When I wrote the post to the hillbilly about the rating agencies, I did not use a link. The court could have given a formal decision. The governments case against Moody's and Standard & Poors happened years ago dipshit. You try to make a big deal about the fact that they settled which is what I wrote in the second post regarding the agencies. The main point was (which the hillbilly didn't seem to know) is that Moody's and Standard & Poors agreed to pay the government 2 Billion dollars for participating in unethical behavior which contributed to the financial crisis of 2008. For example like knowlingly putting false information on a prospectus. I bet both of them wrote that check to the government with a big smile on their face.

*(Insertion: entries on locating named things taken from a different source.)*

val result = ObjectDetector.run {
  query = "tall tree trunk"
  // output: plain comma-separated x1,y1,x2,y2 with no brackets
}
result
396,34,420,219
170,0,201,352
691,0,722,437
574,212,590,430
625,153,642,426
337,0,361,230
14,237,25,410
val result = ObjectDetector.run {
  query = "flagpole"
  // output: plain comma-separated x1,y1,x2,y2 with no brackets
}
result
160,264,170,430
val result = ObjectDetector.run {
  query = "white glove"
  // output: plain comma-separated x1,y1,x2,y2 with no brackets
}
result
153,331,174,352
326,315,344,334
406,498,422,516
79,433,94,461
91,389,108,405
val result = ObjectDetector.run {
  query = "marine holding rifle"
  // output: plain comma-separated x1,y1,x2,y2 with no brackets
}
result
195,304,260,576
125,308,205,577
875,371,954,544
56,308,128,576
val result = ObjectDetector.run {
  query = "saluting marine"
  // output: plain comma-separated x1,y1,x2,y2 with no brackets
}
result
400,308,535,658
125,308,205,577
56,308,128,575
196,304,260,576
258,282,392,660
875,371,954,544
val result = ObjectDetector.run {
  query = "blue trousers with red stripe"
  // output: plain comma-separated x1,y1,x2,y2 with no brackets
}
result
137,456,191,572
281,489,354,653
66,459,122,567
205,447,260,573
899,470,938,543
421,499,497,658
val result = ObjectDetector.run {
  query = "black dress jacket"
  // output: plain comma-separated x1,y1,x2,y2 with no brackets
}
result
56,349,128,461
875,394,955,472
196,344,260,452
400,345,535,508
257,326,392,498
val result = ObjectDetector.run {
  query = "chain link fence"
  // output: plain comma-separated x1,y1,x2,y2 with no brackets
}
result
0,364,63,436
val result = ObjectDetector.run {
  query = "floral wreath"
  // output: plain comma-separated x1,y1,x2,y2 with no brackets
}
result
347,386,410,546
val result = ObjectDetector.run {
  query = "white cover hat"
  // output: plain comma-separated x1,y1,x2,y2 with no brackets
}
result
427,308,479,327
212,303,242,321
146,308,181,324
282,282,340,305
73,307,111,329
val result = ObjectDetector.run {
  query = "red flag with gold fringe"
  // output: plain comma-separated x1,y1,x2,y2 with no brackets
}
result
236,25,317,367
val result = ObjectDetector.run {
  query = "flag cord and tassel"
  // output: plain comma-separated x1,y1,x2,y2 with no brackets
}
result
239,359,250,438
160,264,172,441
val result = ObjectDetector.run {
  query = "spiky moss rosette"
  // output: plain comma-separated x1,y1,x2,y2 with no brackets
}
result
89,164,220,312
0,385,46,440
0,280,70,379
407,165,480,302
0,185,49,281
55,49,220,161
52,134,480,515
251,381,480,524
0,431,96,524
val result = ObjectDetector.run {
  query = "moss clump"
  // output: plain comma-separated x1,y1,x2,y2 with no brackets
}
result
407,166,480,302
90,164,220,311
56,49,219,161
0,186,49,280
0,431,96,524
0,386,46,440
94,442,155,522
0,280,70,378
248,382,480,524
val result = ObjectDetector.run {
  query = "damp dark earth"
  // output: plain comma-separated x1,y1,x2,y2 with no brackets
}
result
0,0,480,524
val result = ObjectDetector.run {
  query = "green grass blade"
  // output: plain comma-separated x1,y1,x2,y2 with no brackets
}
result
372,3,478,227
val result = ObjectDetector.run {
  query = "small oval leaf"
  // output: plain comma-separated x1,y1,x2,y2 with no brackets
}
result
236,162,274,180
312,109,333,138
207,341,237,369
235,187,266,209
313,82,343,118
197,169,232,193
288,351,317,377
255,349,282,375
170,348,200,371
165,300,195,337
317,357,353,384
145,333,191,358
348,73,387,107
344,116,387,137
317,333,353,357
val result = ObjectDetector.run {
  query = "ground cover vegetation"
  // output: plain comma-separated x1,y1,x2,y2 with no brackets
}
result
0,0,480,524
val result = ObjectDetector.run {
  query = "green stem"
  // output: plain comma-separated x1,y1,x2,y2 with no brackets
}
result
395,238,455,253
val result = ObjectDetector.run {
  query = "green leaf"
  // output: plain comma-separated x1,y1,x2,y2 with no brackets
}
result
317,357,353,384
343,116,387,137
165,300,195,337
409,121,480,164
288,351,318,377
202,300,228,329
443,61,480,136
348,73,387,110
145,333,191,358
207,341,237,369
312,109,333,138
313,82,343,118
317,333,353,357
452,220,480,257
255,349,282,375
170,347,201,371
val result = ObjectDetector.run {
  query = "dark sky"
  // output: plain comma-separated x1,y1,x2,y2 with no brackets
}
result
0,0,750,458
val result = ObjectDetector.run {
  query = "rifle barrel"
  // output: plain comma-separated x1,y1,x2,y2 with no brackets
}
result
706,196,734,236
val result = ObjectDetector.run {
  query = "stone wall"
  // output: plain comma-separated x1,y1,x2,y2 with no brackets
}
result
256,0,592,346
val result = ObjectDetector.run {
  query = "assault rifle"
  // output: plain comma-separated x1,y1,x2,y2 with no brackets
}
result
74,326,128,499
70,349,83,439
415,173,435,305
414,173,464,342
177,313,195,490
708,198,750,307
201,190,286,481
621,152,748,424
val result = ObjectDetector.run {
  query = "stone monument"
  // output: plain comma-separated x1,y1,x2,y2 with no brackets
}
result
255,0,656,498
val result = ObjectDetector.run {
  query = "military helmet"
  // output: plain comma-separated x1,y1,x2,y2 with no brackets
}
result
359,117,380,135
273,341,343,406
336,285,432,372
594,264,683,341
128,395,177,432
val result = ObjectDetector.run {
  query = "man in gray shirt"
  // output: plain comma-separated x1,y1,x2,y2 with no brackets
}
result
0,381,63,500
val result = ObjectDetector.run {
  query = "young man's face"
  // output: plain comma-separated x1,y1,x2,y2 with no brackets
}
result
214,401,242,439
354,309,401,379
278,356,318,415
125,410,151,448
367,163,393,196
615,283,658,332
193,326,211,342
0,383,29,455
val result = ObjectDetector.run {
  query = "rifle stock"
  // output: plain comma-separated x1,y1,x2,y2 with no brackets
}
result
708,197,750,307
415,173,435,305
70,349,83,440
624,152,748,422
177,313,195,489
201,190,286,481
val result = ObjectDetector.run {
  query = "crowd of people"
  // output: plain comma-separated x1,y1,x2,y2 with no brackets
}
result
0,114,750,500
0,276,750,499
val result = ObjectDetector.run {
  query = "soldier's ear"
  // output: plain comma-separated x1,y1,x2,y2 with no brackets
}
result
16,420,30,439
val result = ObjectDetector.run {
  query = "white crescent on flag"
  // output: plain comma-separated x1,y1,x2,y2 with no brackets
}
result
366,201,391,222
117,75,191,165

Were you in those meetings between the bankers and ratings agencies when they set up their sweetheart deal? You give us triple "A" ratings on all of our products and we'll give you all of our business. The Wall Street meltdown is not as complex as you make it out to be. The combination of greedy bankers who participated in unethical and unlawful behavior. They took full advantage of the fact that there was no Dodd Frank type bill on the books at the time. This link sums of nicely the corruption by Morgan Stanley. Now chew on that you little Harvard dweeb.

From the link:
But the documents suggest a pattern of behavior larger than this one deal: people across the bank understood that the American housing market was in trouble. They took advantage of that knowledge to create and then bet against securities and then also to unload garbage investments on unsuspecting buyers.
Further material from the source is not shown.